The standard protocols that make the Internet work today originated a couple of decades ago. Back then, the Internet was not as visible as it is now, and security was not built into most protocols from the outset. The ubiquity of the Internet has reversed that trend. For example, not too long after the Web exploded onto the mainstream, secure Web pages (https) became a defacto standard.

There are basically two problems to contend with in an online world: impostors and eavesdroppers. Impostors fraudulently impersonate someone in e-mail messages and newsgroups postings. Eavesdroppers perform the equivalent of a wiretap and read sensitive information that travels through the network, including passwords that can be used to impersonate others. The simplest way to deter impostors is to require identification through an account and password. The simplest way to deter eavesdroppers is to encrypt the information that travels through the wire.
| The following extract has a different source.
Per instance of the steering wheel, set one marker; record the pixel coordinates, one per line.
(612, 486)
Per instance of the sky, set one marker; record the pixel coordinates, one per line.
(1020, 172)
ITS is moving towards an infrastructure that addresses these problems head-on. Our future e-mail services will support encrypted connections to our POP, IMAP, and SMTP servers. Our SMTP server will require senders to authenticate themselves with their password. You may try these security-enhanced services by turning on Secure Socket Layer (SSL) encryption in your e-mail client and changing the incoming (POP or IMAP) and outgoing (SMTP) server settings to this one setting:

mail.hawaii.edu

Our new Web mail interface also uses the same domain name. Refer to "Access Your E-mail Through the Web" in this issue.

Other services will see a gradual shift in security. Our newsgroup server news.hawaii.edu will require authentication. File transfers via ftp will be replaced by a secure Web interface. Use of UNIX shells (i.e. uhunix) will be provided only upon request and subject to a security process that requires approval for server processes. Logins via telnet will be replaced by SSH or similar technology which encrypts passwords during transmission. Passwords will be required to pass the crack program (i.e. not be guessable). More tips on preventing password theft is available at www.hawaii.edu/infobits/s2000/quickbits.html

As security is increasingly tightened, there may be occasional inconveniences. It is hoped that our gradual approach will make the transition to a secure environment as painless as possible for everyone.